Setelah melaksanakan salat subuh, Sari segera keluar kamar untuk meminta kertas dan pulpen kepada Bi Euis buat menulis surat buat ibunya.
"Neng kok lagi sakit ke sini, ada apa?" tanya Bi Euis heran melihat Sari datang.
"Bi, boleh minta selembar kertas dan pulpen. Tuan Mengizinkan saya untuk menulis surat buat ambu," tutur Sari menjelaskan maksud kedatangannya.
"Apa, Tuan membolehkan?" tanya Bi Euis tidak percaya setelah mendengar hal itu.
"Iya Bi," jawab Sari dengan senang.
"Tunggu sebentar bibi ambil dulu!" Bi Euis segera mencari yang diminta oleh Sari.
Tidak berapa lama kemudian, ia sudah kembali dengan membawa sebuah buku dan pulpen. Lalu memberikannya kepada Sari.
Sari tampak memikirkan kata-kata apa yang akan ditulisnya. Ia kemudian mulai menuangkan isi hatinya di kertas itu.
"Sudah selesai," tanya Tuan Adam yang tiba-tiba datang bersama Kang Asep.
"Sari segera berdiri dan menjawab, "Sudah Tuan."
"Berikan surat itu kepadaku!" pinta Tuan Adam dengan serius.
Sari segera menyerahkan surat itu ke tangan suaminya. Dengan seksama Tuan Adam mulai membaca isi surat Sari untuk ibunya.
[Assalamualaikum … Ambu, keadaan Sari baik-baik saja di sini. Jadi Ambu jangan khawatir. Maaf, Sari belum bisa pulang. Salam rindu Sari.]
Tuan adam kemudian melipat surat itu dan memberikannya kepada Kang Asep seraya berseru, “Sampaikan surat dan amplop ini ke tangan yang bersangkutan! Dan ingat pesanku tadi!”

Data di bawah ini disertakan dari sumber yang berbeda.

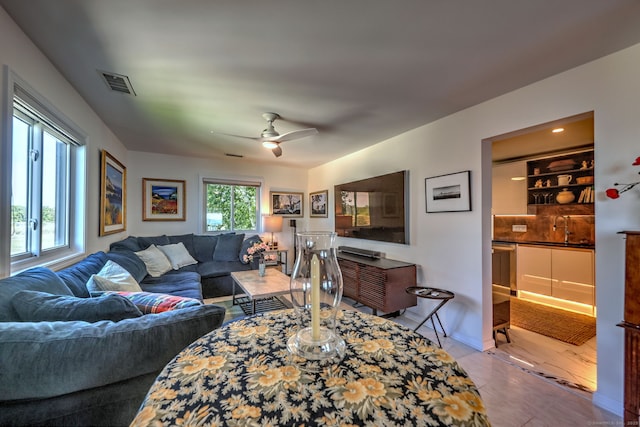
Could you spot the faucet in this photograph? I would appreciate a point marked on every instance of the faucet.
(566, 219)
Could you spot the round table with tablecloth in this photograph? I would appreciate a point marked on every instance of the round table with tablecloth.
(243, 374)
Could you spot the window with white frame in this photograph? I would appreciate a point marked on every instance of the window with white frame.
(45, 158)
(231, 205)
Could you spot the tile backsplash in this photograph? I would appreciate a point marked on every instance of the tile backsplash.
(540, 228)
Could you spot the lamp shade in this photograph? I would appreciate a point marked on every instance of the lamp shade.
(272, 224)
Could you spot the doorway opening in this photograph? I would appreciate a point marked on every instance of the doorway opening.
(543, 243)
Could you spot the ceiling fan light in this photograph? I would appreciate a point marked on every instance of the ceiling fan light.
(269, 144)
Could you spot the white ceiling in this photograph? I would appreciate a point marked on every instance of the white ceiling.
(361, 71)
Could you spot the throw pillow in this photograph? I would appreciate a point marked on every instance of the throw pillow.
(34, 306)
(178, 255)
(156, 262)
(112, 277)
(147, 241)
(149, 303)
(246, 244)
(228, 247)
(203, 247)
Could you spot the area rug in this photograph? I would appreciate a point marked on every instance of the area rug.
(235, 311)
(572, 328)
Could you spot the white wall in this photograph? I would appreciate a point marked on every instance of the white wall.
(24, 59)
(453, 249)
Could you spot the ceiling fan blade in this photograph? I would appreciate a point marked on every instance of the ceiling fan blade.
(296, 134)
(238, 136)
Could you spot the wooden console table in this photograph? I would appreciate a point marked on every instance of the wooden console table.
(378, 283)
(631, 325)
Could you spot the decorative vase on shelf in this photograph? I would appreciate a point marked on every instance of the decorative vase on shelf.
(565, 196)
(316, 293)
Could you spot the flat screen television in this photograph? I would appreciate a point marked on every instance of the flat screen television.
(374, 208)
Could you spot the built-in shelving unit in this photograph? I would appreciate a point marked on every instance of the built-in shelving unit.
(545, 182)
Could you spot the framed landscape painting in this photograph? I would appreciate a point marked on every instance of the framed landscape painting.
(163, 200)
(318, 203)
(286, 203)
(448, 193)
(113, 195)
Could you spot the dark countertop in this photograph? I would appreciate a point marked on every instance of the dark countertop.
(382, 263)
(554, 244)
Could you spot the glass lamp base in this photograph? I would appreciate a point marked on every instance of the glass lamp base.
(329, 348)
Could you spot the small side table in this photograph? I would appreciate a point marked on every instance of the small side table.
(435, 294)
(278, 257)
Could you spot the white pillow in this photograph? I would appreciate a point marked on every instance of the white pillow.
(178, 255)
(156, 262)
(113, 277)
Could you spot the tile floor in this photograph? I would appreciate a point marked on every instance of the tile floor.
(515, 395)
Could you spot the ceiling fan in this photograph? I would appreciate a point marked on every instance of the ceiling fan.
(270, 138)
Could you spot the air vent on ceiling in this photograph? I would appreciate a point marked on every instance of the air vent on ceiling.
(117, 82)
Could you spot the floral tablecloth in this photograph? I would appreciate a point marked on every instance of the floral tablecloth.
(243, 375)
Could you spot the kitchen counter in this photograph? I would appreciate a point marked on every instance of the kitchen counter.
(554, 244)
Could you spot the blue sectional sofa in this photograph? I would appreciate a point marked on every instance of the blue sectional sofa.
(67, 358)
(217, 257)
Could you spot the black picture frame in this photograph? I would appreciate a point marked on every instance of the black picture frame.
(448, 193)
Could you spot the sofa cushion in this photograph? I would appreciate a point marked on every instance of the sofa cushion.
(34, 306)
(156, 262)
(130, 262)
(35, 279)
(203, 247)
(46, 359)
(76, 276)
(150, 303)
(131, 243)
(228, 247)
(180, 283)
(221, 268)
(178, 255)
(246, 245)
(112, 277)
(186, 239)
(147, 241)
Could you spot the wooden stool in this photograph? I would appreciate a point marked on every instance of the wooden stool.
(436, 294)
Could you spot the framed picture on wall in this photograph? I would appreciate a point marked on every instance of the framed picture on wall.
(113, 195)
(319, 205)
(448, 193)
(286, 203)
(163, 200)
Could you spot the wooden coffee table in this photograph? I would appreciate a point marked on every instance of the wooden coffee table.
(267, 287)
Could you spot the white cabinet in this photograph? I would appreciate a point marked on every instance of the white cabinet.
(572, 274)
(566, 274)
(534, 269)
(509, 197)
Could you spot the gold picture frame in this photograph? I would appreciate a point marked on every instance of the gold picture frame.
(285, 203)
(113, 195)
(163, 199)
(319, 204)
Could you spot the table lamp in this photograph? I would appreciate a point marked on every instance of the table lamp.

“Baik Tuan,” sahut Kang Asep dengan sigap, “Nyonya bisa beritahu alamatnya,” pinta lelaki itu kemudian.
Sari kemudian menyebutkan alamat rumahnya dengan lengkap, sementara itu Kang Asep mendengarkan sambil menganggukkan kepalanya tanda mengerti.

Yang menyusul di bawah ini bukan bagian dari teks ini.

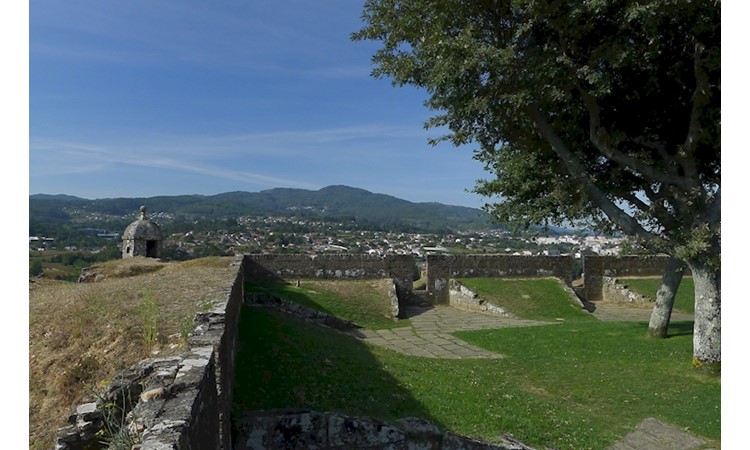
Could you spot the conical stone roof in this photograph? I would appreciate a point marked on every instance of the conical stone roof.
(143, 229)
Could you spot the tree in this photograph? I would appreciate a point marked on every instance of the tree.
(601, 111)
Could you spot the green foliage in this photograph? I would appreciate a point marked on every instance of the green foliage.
(148, 309)
(684, 298)
(352, 300)
(576, 385)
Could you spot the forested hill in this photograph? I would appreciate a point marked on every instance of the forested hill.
(330, 203)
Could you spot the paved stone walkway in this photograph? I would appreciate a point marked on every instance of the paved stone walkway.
(611, 311)
(430, 333)
(652, 434)
(430, 336)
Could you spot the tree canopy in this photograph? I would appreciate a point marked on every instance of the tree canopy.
(605, 111)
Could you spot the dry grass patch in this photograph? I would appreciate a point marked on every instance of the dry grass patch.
(82, 334)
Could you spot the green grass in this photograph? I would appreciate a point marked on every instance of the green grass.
(362, 302)
(683, 301)
(574, 385)
(536, 299)
(579, 384)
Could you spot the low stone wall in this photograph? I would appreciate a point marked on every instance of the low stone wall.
(441, 268)
(464, 298)
(597, 267)
(614, 290)
(178, 403)
(302, 430)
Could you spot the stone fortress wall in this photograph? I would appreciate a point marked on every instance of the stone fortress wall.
(185, 401)
(596, 268)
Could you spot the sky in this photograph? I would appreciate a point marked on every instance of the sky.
(172, 97)
(163, 97)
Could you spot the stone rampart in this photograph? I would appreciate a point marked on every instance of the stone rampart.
(177, 403)
(597, 267)
(289, 267)
(441, 268)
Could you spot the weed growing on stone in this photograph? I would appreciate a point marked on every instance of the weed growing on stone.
(149, 312)
(578, 384)
(684, 299)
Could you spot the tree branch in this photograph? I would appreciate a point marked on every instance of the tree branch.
(627, 223)
(603, 141)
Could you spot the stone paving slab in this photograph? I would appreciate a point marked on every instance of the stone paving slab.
(652, 434)
(430, 336)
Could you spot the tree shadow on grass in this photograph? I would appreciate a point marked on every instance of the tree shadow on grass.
(681, 328)
(283, 362)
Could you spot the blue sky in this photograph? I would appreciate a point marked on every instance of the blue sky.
(170, 97)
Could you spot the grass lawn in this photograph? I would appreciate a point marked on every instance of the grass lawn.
(683, 301)
(363, 302)
(575, 384)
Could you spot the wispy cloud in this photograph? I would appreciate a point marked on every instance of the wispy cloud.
(71, 158)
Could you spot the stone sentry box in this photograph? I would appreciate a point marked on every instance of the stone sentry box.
(441, 268)
(289, 267)
(143, 237)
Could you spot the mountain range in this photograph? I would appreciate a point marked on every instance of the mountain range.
(329, 203)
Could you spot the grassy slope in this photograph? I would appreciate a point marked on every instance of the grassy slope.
(80, 335)
(579, 384)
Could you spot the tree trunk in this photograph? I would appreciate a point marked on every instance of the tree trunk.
(707, 327)
(658, 326)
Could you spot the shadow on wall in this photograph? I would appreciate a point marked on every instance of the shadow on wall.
(283, 362)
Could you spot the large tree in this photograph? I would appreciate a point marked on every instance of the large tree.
(601, 110)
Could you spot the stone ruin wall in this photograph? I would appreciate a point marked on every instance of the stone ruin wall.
(596, 268)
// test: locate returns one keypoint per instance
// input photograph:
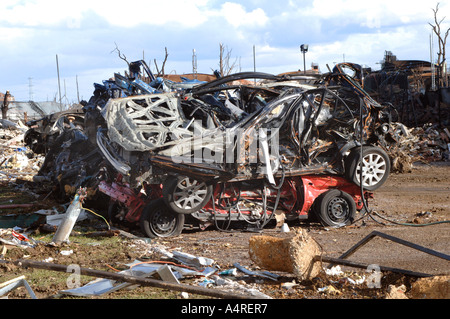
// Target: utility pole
(59, 83)
(78, 91)
(194, 63)
(30, 89)
(304, 49)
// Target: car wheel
(157, 220)
(375, 166)
(185, 195)
(335, 208)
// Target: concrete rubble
(293, 255)
(117, 147)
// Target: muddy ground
(411, 206)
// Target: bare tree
(121, 55)
(225, 68)
(442, 39)
(161, 73)
(5, 105)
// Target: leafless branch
(161, 73)
(120, 54)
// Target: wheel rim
(373, 169)
(189, 194)
(338, 209)
(162, 223)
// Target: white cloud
(374, 14)
(34, 13)
(237, 16)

“Apakah sudah jelas, Kang?” tanya Sari memastikan.
Iya Nyonya, saya tahu daerah itu,” jawab Kang Asep.
Kemudian Sari menyodorkan sebuah amplop kecil dan berkata, "Oh ya Kang, titip ini."
"Pegang saja! Itu sudah cukup!" cegah Tuan Adam.
“Permisi Tuan, Nyonya,” pamit lelaki itu undur diri.
Sari menatap kepergian Kang Asep sampai hilang di balik pintu. Tiba-tiba air matanya pun jatuh bergulir manahan kerinduan yang teramat sangat.
[Ya Allah ... lindungilah keluargaku. Aaminn ….] doa Sari di dalam hati.
“Aku sudah mengabulkan keinginanmu. Jadi jangan memintanya lagi!” seru Tuan Adam sambil menatap Sari dengan serius.
Sari segera menyeka air matanya lalu ia menoleh dan berucap, “Terima kasih, Saya akan menuruti semua keinginan Tuan.”
“Bagus, makan yang banyak dan datanglah ke kamarku nanti malam!” seru Tuan Adam sambil berlalu pergi.
"Baik Tuan," jawab Sari sambil tertunduk.